Kahaani is about Kolkata. More importantly, it's about Kolkata the way I have known it to be. No false overglamorous depiction of my city, no. For example, a significant part of the story revolves around - not The Oberoi Grand - not even Hotel Rutt-Deen, but Monalisa Guest House.
M o n a l i s a G u e s t H o u s e.
Did the director actually know about a kid in shorts, cuddled up in a window seat on a 221 or a 47A or a Golf Green-BBD Bag, looking out of the window to catch a glimpse the ubiquitous guest house every time he passed it?
"Ma, what is a guest house?"
"When people come from outside Kolkata and they don't know anyone to stay with, they stay in hotels and guest houses."
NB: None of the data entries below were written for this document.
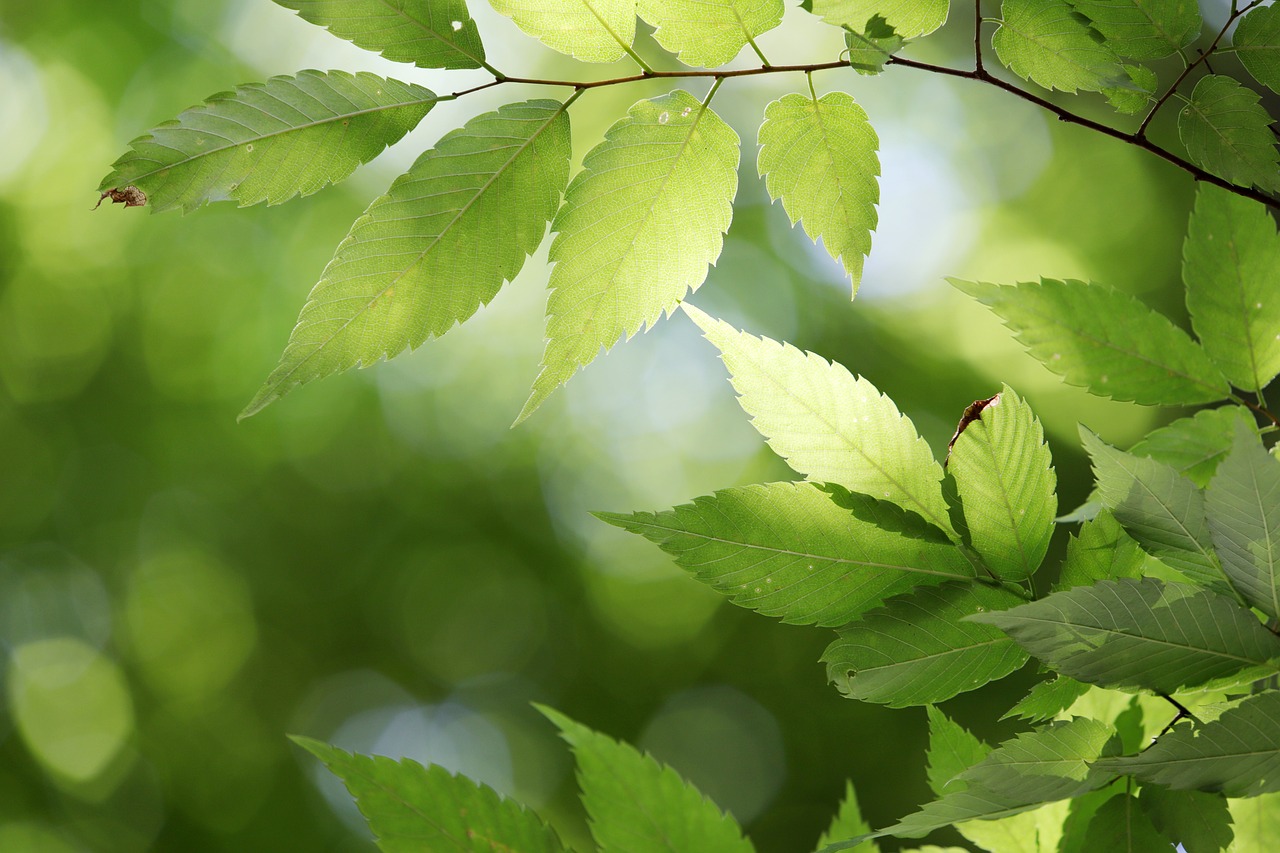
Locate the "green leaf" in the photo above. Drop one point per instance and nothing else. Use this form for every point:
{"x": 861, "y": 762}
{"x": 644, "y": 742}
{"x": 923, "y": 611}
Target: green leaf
{"x": 1198, "y": 821}
{"x": 849, "y": 824}
{"x": 1243, "y": 510}
{"x": 827, "y": 423}
{"x": 435, "y": 247}
{"x": 1257, "y": 44}
{"x": 430, "y": 33}
{"x": 640, "y": 223}
{"x": 1047, "y": 699}
{"x": 1194, "y": 446}
{"x": 1228, "y": 132}
{"x": 1139, "y": 634}
{"x": 1232, "y": 268}
{"x": 872, "y": 46}
{"x": 917, "y": 651}
{"x": 639, "y": 806}
{"x": 818, "y": 156}
{"x": 789, "y": 550}
{"x": 1238, "y": 753}
{"x": 952, "y": 749}
{"x": 909, "y": 18}
{"x": 1006, "y": 483}
{"x": 412, "y": 808}
{"x": 1105, "y": 341}
{"x": 1121, "y": 826}
{"x": 1041, "y": 766}
{"x": 289, "y": 136}
{"x": 1143, "y": 28}
{"x": 594, "y": 31}
{"x": 1159, "y": 507}
{"x": 1101, "y": 551}
{"x": 1046, "y": 42}
{"x": 709, "y": 32}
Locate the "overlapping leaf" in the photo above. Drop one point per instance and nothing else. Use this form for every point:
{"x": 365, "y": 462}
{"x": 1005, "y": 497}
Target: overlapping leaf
{"x": 709, "y": 32}
{"x": 1228, "y": 132}
{"x": 1159, "y": 507}
{"x": 1243, "y": 510}
{"x": 1232, "y": 268}
{"x": 1005, "y": 479}
{"x": 1046, "y": 42}
{"x": 640, "y": 223}
{"x": 639, "y": 806}
{"x": 789, "y": 550}
{"x": 1238, "y": 753}
{"x": 828, "y": 424}
{"x": 430, "y": 33}
{"x": 1139, "y": 634}
{"x": 1105, "y": 341}
{"x": 1257, "y": 44}
{"x": 917, "y": 651}
{"x": 1143, "y": 28}
{"x": 909, "y": 18}
{"x": 594, "y": 31}
{"x": 435, "y": 247}
{"x": 818, "y": 156}
{"x": 411, "y": 807}
{"x": 289, "y": 136}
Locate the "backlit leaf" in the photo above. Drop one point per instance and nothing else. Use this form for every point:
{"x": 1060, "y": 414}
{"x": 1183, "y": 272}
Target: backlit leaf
{"x": 430, "y": 33}
{"x": 709, "y": 32}
{"x": 435, "y": 247}
{"x": 1232, "y": 268}
{"x": 828, "y": 424}
{"x": 640, "y": 223}
{"x": 789, "y": 550}
{"x": 818, "y": 156}
{"x": 917, "y": 651}
{"x": 1005, "y": 478}
{"x": 1104, "y": 340}
{"x": 289, "y": 136}
{"x": 412, "y": 808}
{"x": 1228, "y": 132}
{"x": 1139, "y": 634}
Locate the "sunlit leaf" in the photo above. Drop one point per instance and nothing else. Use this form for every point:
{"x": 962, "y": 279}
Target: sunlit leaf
{"x": 289, "y": 136}
{"x": 1143, "y": 28}
{"x": 430, "y": 33}
{"x": 1046, "y": 42}
{"x": 1006, "y": 483}
{"x": 1243, "y": 510}
{"x": 828, "y": 424}
{"x": 1104, "y": 340}
{"x": 1200, "y": 821}
{"x": 1194, "y": 446}
{"x": 1228, "y": 132}
{"x": 789, "y": 550}
{"x": 1232, "y": 268}
{"x": 594, "y": 31}
{"x": 412, "y": 808}
{"x": 1139, "y": 634}
{"x": 435, "y": 247}
{"x": 909, "y": 18}
{"x": 639, "y": 806}
{"x": 1159, "y": 507}
{"x": 640, "y": 223}
{"x": 709, "y": 32}
{"x": 917, "y": 651}
{"x": 1238, "y": 753}
{"x": 1257, "y": 44}
{"x": 818, "y": 156}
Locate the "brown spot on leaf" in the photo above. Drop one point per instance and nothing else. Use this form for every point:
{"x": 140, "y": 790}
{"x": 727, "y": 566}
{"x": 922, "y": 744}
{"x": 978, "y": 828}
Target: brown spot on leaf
{"x": 128, "y": 196}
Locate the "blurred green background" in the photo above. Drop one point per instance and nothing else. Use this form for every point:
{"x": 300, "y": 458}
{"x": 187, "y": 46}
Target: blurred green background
{"x": 378, "y": 560}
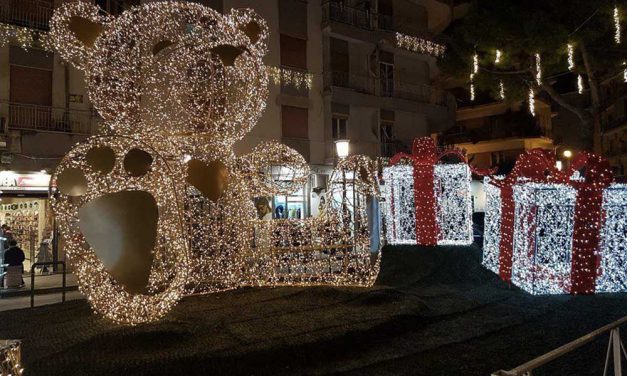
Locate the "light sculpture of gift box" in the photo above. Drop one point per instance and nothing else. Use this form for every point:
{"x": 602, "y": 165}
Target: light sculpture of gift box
{"x": 428, "y": 202}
And then, Maharani. Possibly the most popular food joint in 700029, the pin code I associate the best years of my life with. One of those places whose food you can actually taste if you concentrate for a while, even if you're maybe a thousand miles away.
And then, Mocambo. Not Peter Cat. Not Bar-B-Q. Not even Olypub. But Mocambo. My Mocambo. The best Park Street restaurant that ever was. Of Mulligatawny soups and Chateaubriand steaks; of hideous red sofas in a 3-1 layout and a bizarrely ancient decor; of memories worth, well, no idea.
This is my Kolkata. Not the Kolkata usually depicted in movies - of lofty skyscrapers, suave workplaces and expensive hotels; or of the most dizzying depths of misery and poverty, aimed at portraying a disturbing image of my city to the world.
This is Kolkata as seen by Kolkatans. The average, middle-class, graduate Kolkatan. One that rides metro rails or the occasional taxi; one that goes to the Pujo at Triangular Park, one of the middle-level pujos in the vicinity of the giants like Ekdalia Evergreen and Maddox Square; one that takes the tram as a mode of transport and still manages to seek pleasure in gazing out of the window; one who braves the Lansdowne Road traffic in public transport; one whose mother stays up for him and makes anxious calls whenever he is late from work; one who probably earns less than his counterparts in the more glamorous cities, but has still stayed back - not because of lack of opportunities, but because the city is the world to him.
Sujoy Ghosh knows Kolkata inside out. He doesn't fake it. He really does know the city. Well enough to make a Kolkatan desperate to churn out his insides and maybe let go the loudest of yells.
Thanks mate.Thanks for re-creating my childhood, adolescence and twenties on screen.